BizTalk 2009 : Understanding the Message Bus

8/11/2011 11:47:32 AM

The Message Bus is the backbone of the BizTalk Server product. The bus contains unique parts, each of which are explained later in the subsection "Messaging Components ." The most obvious of these is the Messagebox, which is explained first. The others include the messages within the Messagebox and the messaging components that move messages to their proper endpoints.

1. The Messagebox

The Messagebox is simply a database. This database has many tables, several of which are responsible for storing the messages that are received by BizTalk. Each message has metadata associated with it called the message context, and the individual metadata items are stored in key/value pairs called context properties. There are context properties that describe all the data necessary to identify elements such as the following:

The inbound port where the message was received from.
The inbound transport type.
Transport-specific information such as ReceivedFileName in the case of the file adapter, InboundQueueName in the case of MSMQ or MQSeries, and so on.
Autogenerated internal MessageID of the message so it can be uniquely identified.
The schema type and namespace of the message, assuming it is an XML message using namespace#root as the message type. A common misconception is that the message type is always composed of the namespace and the root node name. In fact, this is not necessarily so. Richard Seroter, Microsoft MVP, explains this in his blog in greater detail (http://seroter.wordpress.com/2009/02/27/not-using-httpnamespaceroot-asbiztalk-message-type/).
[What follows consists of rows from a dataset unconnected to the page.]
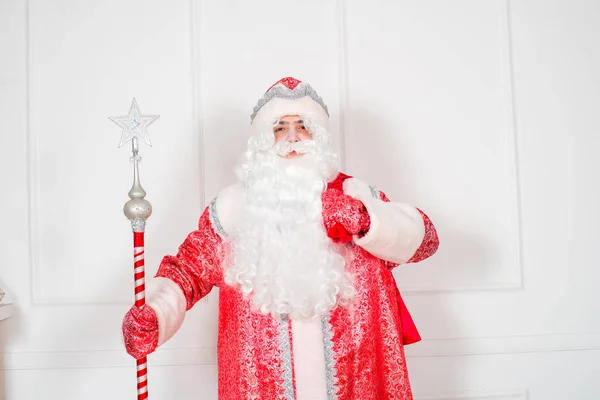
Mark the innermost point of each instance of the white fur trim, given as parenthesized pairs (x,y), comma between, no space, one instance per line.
(309,359)
(168,301)
(397,229)
(229,207)
(278,107)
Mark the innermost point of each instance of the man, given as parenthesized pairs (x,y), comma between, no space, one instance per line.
(302,256)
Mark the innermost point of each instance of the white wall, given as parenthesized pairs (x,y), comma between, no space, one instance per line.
(482,112)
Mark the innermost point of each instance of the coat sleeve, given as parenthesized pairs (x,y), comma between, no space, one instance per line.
(185,278)
(399,233)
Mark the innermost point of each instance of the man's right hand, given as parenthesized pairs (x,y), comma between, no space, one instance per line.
(140,331)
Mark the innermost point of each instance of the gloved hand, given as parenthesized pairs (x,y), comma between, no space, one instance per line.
(344,216)
(140,331)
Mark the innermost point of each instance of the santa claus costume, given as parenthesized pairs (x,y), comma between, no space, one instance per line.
(302,255)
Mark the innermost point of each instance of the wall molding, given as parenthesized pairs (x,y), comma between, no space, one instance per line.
(427,348)
(515,284)
(506,61)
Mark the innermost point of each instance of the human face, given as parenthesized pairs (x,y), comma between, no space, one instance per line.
(291,128)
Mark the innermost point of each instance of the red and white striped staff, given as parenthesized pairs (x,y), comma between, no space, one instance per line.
(137,210)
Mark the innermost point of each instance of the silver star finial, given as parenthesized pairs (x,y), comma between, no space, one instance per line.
(134,124)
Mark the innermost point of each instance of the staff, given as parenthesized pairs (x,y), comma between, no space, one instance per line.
(137,210)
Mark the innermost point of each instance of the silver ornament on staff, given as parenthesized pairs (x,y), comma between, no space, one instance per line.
(137,210)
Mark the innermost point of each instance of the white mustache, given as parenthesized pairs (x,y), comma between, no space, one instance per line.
(284,148)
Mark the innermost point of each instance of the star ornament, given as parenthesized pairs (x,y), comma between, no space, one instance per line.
(134,124)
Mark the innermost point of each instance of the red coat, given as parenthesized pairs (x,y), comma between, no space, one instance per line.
(363,344)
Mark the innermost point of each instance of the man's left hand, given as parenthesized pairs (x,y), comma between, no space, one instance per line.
(344,216)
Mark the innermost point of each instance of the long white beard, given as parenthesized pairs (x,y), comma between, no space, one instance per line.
(281,256)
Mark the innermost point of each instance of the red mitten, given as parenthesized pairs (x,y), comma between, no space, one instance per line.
(140,331)
(344,216)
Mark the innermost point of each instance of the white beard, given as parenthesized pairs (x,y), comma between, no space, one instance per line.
(280,255)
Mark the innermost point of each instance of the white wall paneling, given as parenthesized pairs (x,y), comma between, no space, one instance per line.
(482,113)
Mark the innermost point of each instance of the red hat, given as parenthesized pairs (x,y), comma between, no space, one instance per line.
(289,96)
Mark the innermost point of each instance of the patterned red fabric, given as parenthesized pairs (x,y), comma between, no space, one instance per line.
(254,350)
(140,331)
(430,242)
(343,216)
(368,339)
(197,266)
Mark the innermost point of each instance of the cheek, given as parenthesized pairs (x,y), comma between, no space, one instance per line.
(305,135)
(279,136)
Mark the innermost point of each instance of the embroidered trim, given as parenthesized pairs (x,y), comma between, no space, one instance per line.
(286,358)
(214,219)
(283,92)
(330,372)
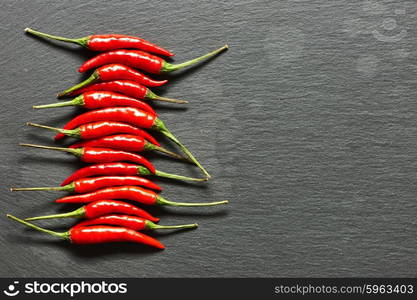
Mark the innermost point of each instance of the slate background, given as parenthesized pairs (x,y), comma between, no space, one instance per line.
(307,124)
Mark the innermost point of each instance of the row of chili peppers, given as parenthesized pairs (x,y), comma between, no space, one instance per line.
(111,133)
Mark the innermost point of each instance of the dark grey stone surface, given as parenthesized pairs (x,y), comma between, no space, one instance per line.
(308,125)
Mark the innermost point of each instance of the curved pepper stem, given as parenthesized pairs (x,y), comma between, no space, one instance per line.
(152,147)
(78,213)
(167,67)
(93,78)
(160,126)
(162,201)
(66,188)
(152,226)
(81,41)
(75,133)
(77,152)
(152,96)
(144,171)
(62,235)
(77,101)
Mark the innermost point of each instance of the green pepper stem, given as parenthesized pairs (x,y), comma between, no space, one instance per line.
(159,125)
(163,201)
(152,147)
(77,151)
(73,132)
(77,101)
(93,78)
(81,41)
(66,188)
(78,213)
(167,67)
(144,171)
(152,226)
(152,96)
(62,235)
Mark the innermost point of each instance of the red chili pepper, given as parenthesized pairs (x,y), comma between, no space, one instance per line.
(85,185)
(100,155)
(119,168)
(115,72)
(133,193)
(126,142)
(102,208)
(126,87)
(98,234)
(133,116)
(132,222)
(105,42)
(100,129)
(100,99)
(141,60)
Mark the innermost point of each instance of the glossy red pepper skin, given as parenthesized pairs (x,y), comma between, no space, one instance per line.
(106,42)
(86,185)
(142,60)
(100,234)
(132,193)
(125,87)
(104,128)
(115,168)
(133,58)
(132,222)
(97,234)
(103,98)
(101,208)
(129,115)
(124,142)
(121,72)
(120,168)
(105,207)
(103,155)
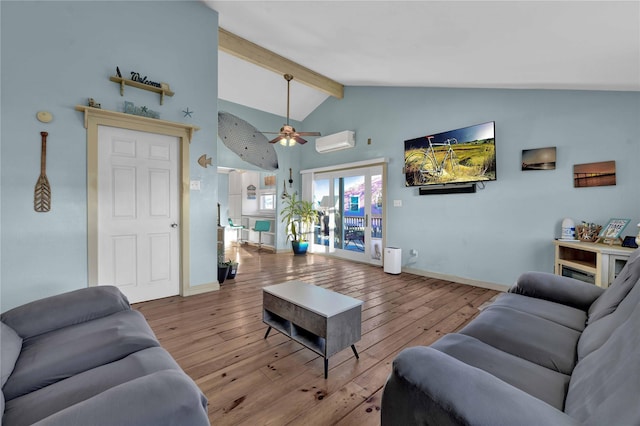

Many people generally equate the Messagebox to be the whole of the BizTalk Server messaging infrastructure. This is absolutely false and is similar to saying that a database is basically a set of data files sitting on a hard drive. The messaging infrastructure, or Message Bus, consists of a dozen or so interrelated components, each of which performs a specific job.

2. Messaging Components

When new architects start designing BizTalk solutions, few stop to think about how the messages are actually going to be sent and received to their proper endpoints. This job belongs to the messaging components within BizTalk, each of which is explained next.

2.1. Host Services

A BizTalk host is nothing more than a logical container. Hosts provide you with the ability to arrange the messaging components of your application into groups that can be distributed across multiple memory processes and across machines. A host is most often used to separate adapters, orchestrations, and ports to run on separate machines to aid in load balancing. A host instance is just that, an instance of the host. The instance is actually just a service called BTSNTSvc.exe that runs on the machine. This process provides the BizTalk engine with a place to execute and allows for instances of different hosts to be running on one machine at a given time. Each host instance will end up being a separate instance of the BTSNTSvc.exe service from within the Windows Task Manager. If you examine the Windows Services control panel applet, you will find that each of the hosts that is configured on the machine will show up as a separate service named whatever the host was originally called. The host instance exists simply to allow the BizTalk subservices a place to run. Most people think of the BizTalk service as a single unit, but really it is a container for multiple services, each of which is described in the following text.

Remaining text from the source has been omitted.